Implementing preschool curriculum: Mentoring and coaching as key components to teacher professional development
Brown, Carmen Sherry
MetadataShow full item record
Preschool education plays an important role in increasing school readiness and closing achievement gaps for children at risk. With public schools facing heightened accountability requirements, pre-kindergarten is one of the fastest growing sectors of public education (Preschool Yearbook, 2005). High-quality preschool programs include teachers who have been trained in early childhood education and have access to on-going learning processes. Early childhood teachers' professional development and support during the implementation of innovative curricula is a critical component in the education of young children, but their professional development is often seen as inconsistent, fragmented, and inadequate. Mentoring and peer coaching activities may be employed to support and guide teachers through the implementation process. Through the use of rigorous qualitative case study research, the purpose of this study was to explore the factors that led to teacher professional development and personal growth as they implemented a pre-kindergarten mathematics curriculum.

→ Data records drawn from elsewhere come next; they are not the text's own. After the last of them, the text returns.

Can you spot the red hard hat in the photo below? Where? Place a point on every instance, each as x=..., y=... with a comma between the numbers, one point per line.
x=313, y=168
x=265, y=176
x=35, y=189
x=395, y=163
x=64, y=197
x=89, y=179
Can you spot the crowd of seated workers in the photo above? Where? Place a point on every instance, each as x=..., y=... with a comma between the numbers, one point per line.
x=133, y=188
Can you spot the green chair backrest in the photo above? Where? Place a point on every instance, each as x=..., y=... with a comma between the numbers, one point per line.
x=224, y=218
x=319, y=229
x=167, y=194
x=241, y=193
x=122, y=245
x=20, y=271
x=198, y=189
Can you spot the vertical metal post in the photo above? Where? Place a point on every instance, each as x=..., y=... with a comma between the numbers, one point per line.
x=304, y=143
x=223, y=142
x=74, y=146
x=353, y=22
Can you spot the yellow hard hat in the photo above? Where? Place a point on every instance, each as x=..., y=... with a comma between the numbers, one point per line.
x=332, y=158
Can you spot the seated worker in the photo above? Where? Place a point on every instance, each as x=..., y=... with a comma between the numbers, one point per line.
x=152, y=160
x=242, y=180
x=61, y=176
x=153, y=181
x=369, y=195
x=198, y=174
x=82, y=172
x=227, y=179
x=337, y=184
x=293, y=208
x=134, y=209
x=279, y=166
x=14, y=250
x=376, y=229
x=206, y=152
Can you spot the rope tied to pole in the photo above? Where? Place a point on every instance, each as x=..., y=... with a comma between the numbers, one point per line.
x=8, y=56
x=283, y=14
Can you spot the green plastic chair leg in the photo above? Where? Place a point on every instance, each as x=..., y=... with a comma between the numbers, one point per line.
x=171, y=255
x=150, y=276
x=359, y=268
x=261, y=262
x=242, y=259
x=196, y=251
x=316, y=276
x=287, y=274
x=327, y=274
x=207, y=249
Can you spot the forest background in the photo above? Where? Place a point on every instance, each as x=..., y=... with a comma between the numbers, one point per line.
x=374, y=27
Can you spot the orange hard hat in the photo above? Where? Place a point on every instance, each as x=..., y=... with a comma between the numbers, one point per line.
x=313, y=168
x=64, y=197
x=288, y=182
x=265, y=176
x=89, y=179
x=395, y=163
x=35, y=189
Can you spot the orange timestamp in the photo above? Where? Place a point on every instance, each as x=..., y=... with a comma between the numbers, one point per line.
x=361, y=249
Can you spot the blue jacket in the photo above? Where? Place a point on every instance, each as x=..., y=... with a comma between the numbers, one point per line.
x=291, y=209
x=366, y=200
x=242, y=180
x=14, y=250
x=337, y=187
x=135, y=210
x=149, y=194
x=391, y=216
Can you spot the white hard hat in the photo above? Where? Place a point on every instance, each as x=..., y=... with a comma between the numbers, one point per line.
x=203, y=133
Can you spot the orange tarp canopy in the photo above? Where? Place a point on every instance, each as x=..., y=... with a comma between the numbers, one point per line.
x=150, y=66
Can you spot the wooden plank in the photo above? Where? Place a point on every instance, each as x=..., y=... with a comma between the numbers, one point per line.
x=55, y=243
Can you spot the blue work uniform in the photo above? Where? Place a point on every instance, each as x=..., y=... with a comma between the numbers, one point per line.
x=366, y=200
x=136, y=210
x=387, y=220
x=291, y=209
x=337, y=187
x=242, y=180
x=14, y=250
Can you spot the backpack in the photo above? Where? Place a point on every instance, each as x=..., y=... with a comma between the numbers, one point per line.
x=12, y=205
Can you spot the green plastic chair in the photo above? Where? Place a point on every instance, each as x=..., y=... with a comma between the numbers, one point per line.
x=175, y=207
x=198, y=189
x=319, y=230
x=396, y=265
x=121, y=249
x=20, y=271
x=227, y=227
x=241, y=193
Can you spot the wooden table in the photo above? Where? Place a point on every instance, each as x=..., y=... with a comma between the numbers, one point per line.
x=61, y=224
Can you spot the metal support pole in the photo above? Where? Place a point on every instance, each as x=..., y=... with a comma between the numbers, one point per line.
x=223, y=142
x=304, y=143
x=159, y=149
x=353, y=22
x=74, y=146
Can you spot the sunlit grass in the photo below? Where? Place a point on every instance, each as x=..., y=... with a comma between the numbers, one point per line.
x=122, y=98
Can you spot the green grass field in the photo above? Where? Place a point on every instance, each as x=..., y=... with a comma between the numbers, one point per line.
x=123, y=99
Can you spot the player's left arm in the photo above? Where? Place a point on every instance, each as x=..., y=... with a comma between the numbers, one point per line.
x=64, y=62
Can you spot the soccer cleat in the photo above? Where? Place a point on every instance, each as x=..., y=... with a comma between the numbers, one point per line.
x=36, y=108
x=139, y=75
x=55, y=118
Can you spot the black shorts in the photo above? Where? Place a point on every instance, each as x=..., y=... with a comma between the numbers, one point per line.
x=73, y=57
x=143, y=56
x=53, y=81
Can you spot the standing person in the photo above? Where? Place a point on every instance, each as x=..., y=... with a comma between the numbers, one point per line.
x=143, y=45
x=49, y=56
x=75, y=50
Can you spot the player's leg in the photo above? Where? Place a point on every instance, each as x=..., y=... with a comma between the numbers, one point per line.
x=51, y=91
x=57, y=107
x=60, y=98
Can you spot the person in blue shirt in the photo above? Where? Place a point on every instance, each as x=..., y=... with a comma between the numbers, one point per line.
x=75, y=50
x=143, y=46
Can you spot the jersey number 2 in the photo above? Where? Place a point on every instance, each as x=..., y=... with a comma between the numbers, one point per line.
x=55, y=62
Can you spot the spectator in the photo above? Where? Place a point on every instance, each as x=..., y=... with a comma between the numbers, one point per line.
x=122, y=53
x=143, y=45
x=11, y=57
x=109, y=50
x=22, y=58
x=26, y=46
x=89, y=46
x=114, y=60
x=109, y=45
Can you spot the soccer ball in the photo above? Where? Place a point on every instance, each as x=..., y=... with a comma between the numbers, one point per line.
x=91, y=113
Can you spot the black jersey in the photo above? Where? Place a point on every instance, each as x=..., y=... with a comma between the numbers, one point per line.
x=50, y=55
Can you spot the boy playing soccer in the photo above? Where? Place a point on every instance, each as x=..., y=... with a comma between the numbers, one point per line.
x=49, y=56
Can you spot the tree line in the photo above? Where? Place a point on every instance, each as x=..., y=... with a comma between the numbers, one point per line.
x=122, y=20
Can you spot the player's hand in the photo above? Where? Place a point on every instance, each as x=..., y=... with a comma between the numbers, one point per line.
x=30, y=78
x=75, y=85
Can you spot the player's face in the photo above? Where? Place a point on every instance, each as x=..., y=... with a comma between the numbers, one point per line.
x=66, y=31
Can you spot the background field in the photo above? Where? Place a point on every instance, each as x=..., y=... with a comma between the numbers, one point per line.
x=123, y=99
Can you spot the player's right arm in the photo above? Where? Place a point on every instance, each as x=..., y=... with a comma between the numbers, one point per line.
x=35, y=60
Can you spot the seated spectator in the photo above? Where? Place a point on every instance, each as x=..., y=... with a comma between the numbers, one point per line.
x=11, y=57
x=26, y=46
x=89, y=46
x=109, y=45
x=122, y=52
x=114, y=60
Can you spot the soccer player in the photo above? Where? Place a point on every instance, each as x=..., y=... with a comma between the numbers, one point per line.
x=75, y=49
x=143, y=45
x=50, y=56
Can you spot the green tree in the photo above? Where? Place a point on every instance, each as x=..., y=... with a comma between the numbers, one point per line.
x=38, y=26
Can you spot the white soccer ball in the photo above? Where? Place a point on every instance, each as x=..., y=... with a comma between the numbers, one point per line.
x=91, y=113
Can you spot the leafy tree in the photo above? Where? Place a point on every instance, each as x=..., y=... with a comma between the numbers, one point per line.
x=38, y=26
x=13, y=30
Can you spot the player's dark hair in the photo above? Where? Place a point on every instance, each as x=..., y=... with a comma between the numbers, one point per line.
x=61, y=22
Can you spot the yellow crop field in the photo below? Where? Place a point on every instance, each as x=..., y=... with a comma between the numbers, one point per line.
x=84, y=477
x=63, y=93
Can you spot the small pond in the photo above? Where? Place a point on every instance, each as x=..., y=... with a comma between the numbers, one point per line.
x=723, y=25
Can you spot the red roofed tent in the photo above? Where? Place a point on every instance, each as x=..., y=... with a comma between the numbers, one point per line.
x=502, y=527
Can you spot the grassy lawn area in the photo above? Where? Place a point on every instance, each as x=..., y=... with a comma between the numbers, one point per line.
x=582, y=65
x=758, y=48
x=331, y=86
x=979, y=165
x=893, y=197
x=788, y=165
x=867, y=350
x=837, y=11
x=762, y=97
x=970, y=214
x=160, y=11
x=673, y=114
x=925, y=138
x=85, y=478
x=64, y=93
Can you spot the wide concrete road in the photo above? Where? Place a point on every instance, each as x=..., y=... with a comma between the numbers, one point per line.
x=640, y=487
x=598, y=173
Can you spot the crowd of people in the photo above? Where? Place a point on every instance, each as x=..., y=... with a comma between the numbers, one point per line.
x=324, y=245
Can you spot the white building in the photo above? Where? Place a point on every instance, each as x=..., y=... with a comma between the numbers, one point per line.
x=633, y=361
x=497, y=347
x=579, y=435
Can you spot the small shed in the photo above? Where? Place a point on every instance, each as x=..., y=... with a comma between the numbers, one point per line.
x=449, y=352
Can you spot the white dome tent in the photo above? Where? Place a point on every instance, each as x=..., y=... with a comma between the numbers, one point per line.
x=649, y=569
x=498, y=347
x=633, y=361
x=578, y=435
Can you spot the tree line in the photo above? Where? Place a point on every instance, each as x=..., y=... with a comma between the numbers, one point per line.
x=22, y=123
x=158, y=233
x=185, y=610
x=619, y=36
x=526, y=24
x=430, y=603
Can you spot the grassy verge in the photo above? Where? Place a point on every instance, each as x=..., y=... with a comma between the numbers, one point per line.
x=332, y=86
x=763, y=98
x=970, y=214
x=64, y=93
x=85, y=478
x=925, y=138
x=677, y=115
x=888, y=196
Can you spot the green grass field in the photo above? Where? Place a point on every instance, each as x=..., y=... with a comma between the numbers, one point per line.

By means of observations, interviews, and artifacts I examined the strategies and activities that supported the development of three teacher participants as they interacted with mentors and peer coaches during the implementation process. My analysis revealed that the mentoring and coaching strategies that were rooted in professional development opportunities assisted the teachers in implementing specific components of a pre-kindergarten mathematics curriculum. The professional development opportunities included high-quality facilitation and collaboration during professional development sessions, in-class support through mentoring, and embedded, on-site support through peer coaching. The teachers' eventual change did not take place in isolation. Professional growth took place during a collaborative discovery that refined their teaching practices. Experiential learning was also a mitigating factor during the implementation process. Prior learning and the professional experiences of the teachers provided a foundation for constructing, and in one case limiting; new knowledge and activities.